Na visão de especialistas do setor elétrico, a saída de Wilson e a resistência de atores políticos à privatização enviou um sinal de preocupação ao mercado. "Há players que vinham apostando nesta perspectiva", ponderou o presidente da comissão de Energia do Conselho Federal da Ordem dos Advogados do Brasil, Gustavo de Marchi . "Mas a resposta do mercado é natural". Na segunda-feira, dia seguinte ao anúncio, as ações da Eletrobras chegaram a cair 10%.

"[A privatização] não saiu não por uma questão setorial, mas sim por uma questão política", disse Urias Martiniano Garcia Neto, que é sócio do Tomanik Martiniano Sociedade de Advogados. O advogado, especialista em regulação do setor elétrico, teme que o insucesso da operação reflita não apenas no setor elétrico, mas na economia como um todo.  

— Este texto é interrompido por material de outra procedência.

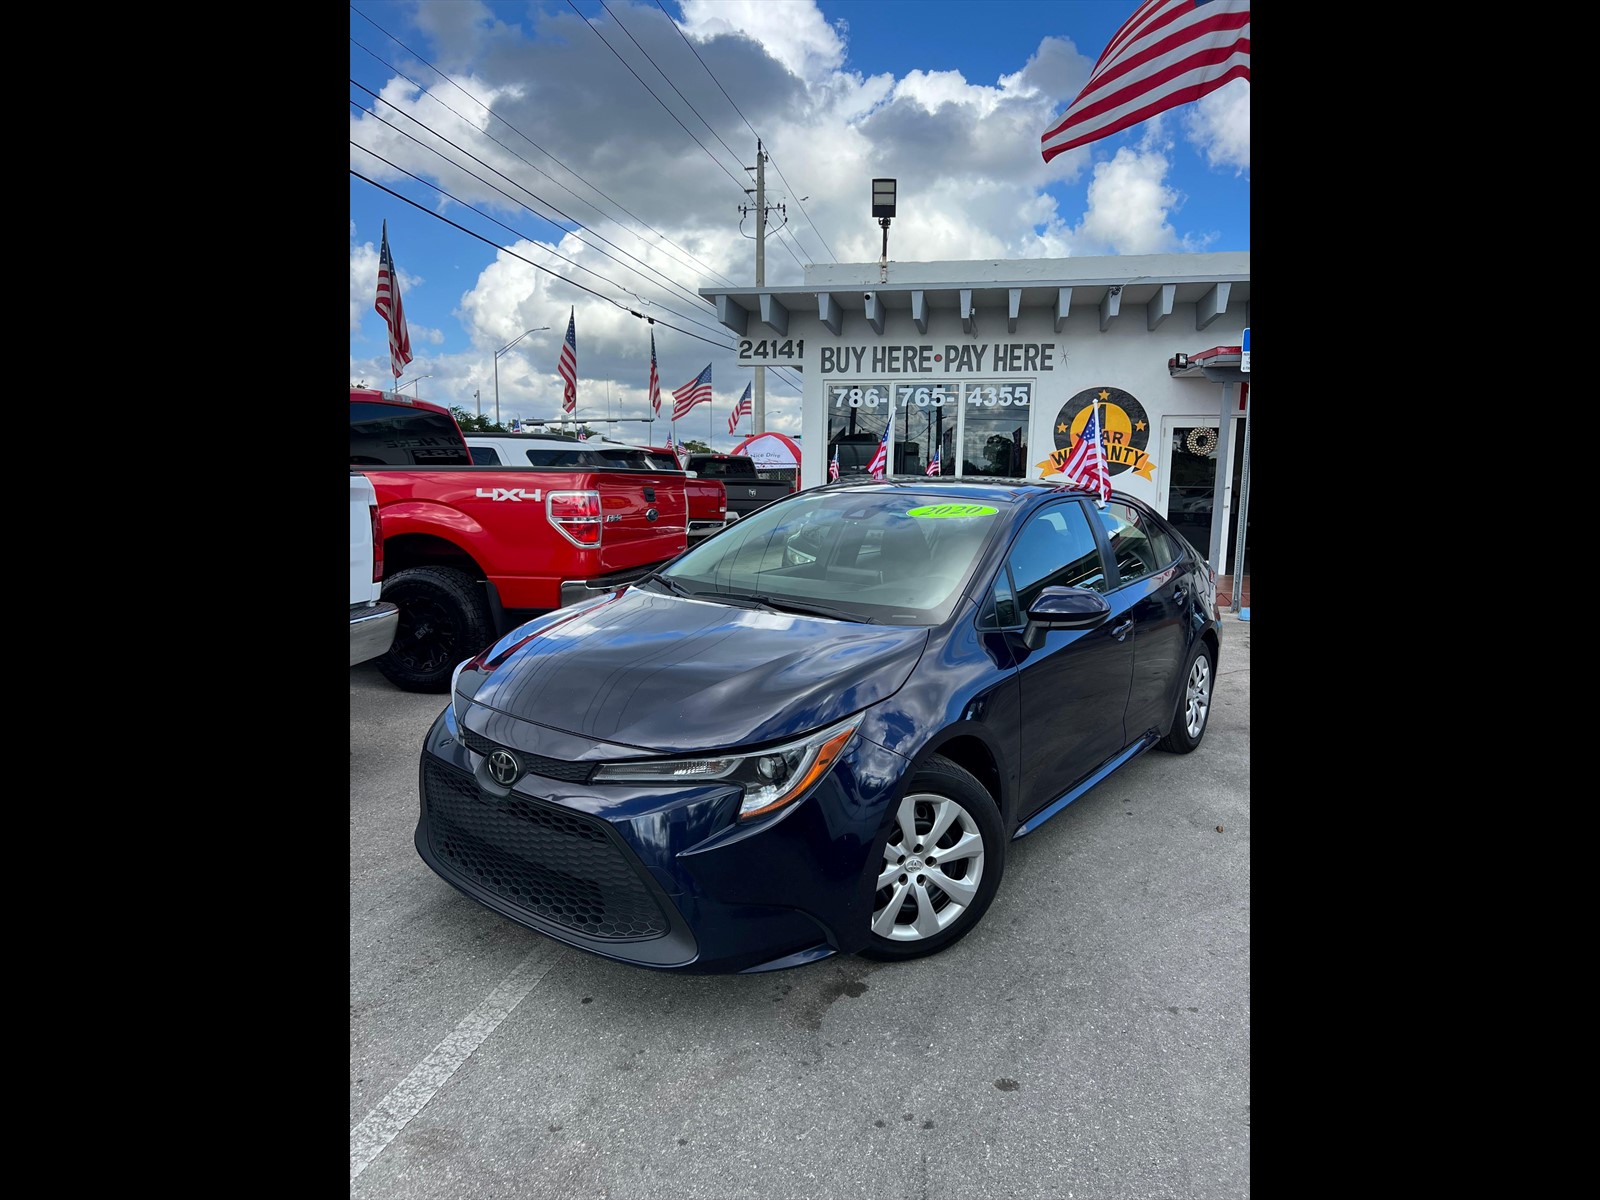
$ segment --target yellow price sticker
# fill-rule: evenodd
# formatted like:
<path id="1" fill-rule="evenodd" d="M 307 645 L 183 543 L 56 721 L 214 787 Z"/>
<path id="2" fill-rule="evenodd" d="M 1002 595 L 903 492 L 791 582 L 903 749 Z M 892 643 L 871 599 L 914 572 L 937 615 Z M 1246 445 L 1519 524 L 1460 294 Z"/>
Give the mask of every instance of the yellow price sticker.
<path id="1" fill-rule="evenodd" d="M 924 504 L 910 509 L 908 517 L 992 517 L 1000 510 L 988 504 Z"/>

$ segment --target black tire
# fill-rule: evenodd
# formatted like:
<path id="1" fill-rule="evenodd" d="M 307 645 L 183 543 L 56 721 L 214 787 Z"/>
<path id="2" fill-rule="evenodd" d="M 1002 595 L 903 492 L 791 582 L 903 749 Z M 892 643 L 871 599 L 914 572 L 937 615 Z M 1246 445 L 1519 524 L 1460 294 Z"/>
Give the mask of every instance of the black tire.
<path id="1" fill-rule="evenodd" d="M 400 625 L 377 666 L 404 691 L 449 691 L 456 664 L 494 640 L 483 591 L 464 571 L 412 567 L 384 581 L 383 598 L 399 607 Z"/>
<path id="2" fill-rule="evenodd" d="M 936 841 L 924 845 L 915 840 L 931 832 L 933 821 L 941 816 L 945 828 Z M 908 823 L 914 824 L 915 832 L 906 828 Z M 872 925 L 870 940 L 861 951 L 867 958 L 888 962 L 922 958 L 960 941 L 988 910 L 1005 871 L 1006 838 L 994 798 L 968 771 L 937 754 L 912 779 L 881 845 L 883 886 L 873 893 L 873 911 L 867 918 Z M 941 860 L 941 847 L 958 846 L 965 846 L 967 853 Z M 892 868 L 906 863 L 912 869 L 895 877 Z M 945 875 L 947 864 L 961 873 L 952 870 Z M 974 878 L 977 886 L 968 893 L 965 885 Z"/>
<path id="3" fill-rule="evenodd" d="M 1216 659 L 1211 648 L 1201 642 L 1189 656 L 1189 665 L 1183 672 L 1183 685 L 1178 689 L 1178 707 L 1172 716 L 1172 728 L 1160 741 L 1161 749 L 1171 754 L 1188 754 L 1200 744 L 1211 723 L 1211 689 L 1217 677 Z"/>

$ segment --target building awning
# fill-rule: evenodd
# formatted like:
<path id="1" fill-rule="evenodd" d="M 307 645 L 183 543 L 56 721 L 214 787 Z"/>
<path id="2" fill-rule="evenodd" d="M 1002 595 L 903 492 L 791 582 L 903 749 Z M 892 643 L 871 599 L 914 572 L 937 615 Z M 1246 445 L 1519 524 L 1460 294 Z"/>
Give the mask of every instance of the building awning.
<path id="1" fill-rule="evenodd" d="M 1167 359 L 1167 374 L 1174 379 L 1208 379 L 1212 383 L 1249 383 L 1250 376 L 1239 368 L 1244 361 L 1243 346 L 1213 346 L 1187 355 Z"/>

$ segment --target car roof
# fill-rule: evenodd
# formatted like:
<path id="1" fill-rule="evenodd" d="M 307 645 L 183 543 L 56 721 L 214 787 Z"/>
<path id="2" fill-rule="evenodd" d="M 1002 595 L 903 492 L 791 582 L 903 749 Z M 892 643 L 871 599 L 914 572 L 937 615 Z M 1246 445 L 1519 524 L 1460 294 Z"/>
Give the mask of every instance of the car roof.
<path id="1" fill-rule="evenodd" d="M 1023 503 L 1046 500 L 1052 496 L 1094 496 L 1097 493 L 1070 483 L 1050 479 L 1003 479 L 988 475 L 895 475 L 888 479 L 841 479 L 825 483 L 809 491 L 862 491 L 904 490 L 923 494 L 949 495 L 963 501 L 989 500 L 992 502 Z M 1137 497 L 1113 491 L 1113 500 L 1140 503 Z M 1148 505 L 1146 505 L 1148 507 Z"/>

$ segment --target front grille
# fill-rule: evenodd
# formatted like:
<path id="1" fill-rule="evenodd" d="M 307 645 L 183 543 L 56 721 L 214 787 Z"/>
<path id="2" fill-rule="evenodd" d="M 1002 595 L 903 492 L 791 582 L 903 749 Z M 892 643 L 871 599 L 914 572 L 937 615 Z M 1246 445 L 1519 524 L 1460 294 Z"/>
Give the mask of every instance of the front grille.
<path id="1" fill-rule="evenodd" d="M 499 742 L 492 742 L 481 733 L 473 733 L 470 729 L 461 731 L 461 743 L 474 754 L 488 755 L 501 749 Z M 588 783 L 589 776 L 594 774 L 594 763 L 568 762 L 564 758 L 545 758 L 542 754 L 526 754 L 515 746 L 504 748 L 522 760 L 530 775 L 543 775 L 546 779 L 559 779 L 563 783 Z"/>
<path id="2" fill-rule="evenodd" d="M 585 937 L 661 937 L 666 914 L 603 821 L 553 804 L 485 796 L 464 771 L 423 768 L 433 849 L 463 879 Z"/>

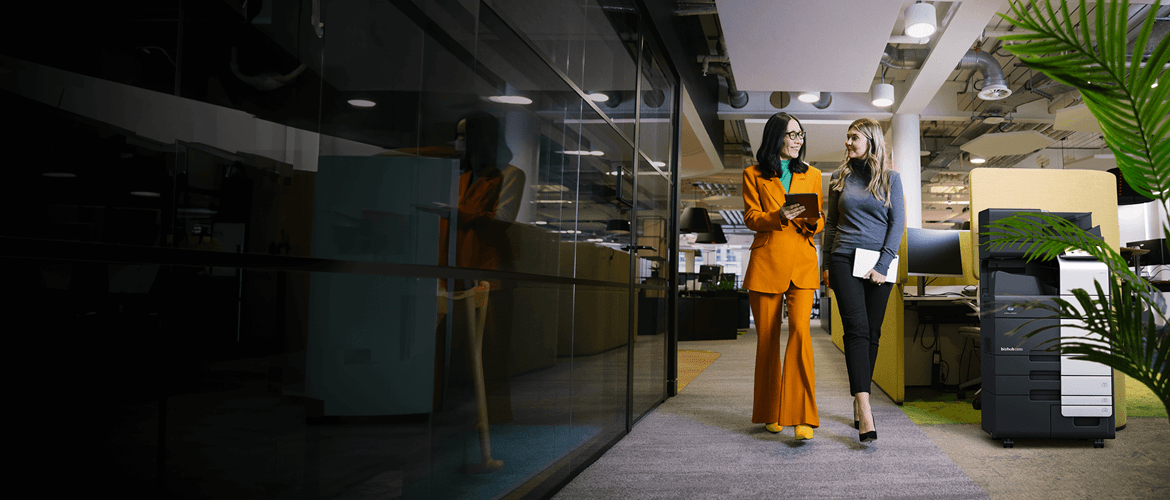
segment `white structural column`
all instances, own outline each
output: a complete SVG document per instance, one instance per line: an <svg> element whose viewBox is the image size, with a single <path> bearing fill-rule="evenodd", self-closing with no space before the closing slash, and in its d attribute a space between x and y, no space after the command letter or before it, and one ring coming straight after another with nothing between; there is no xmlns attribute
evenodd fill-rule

Ambos os advogados acreditam que a saída de Wilson põe em xeque a operação de desestatização – mas que o fato não é um xeque-mate. "Não posso acreditar que a privatização dependa de um nome e de uma pessoa", argumentou De Marchi. "A questão é definir a prioridade, em qual a velocidade e a conformidade para esta privatização". O advogado defende que não se pode desconsiderar o caráter estratégico, setorialmente falando, de uma empresa do tamanho da Eletrobras.

Urias afirma que uma das principais necessidades da Eletrobras é ter seus ativos estratégicos imunes a um viés político. "A melhor forma que temos hoje é a privatização", comentou. "Se a privatização de fato não ocorrer tenho que pensar em outras estruturas para tirar este ativo [do viés político]. Ainda que se trate de uma empresa pública, os cargos nesta companhia têm um viés corporativo. É preciso virar a chave", concluiu.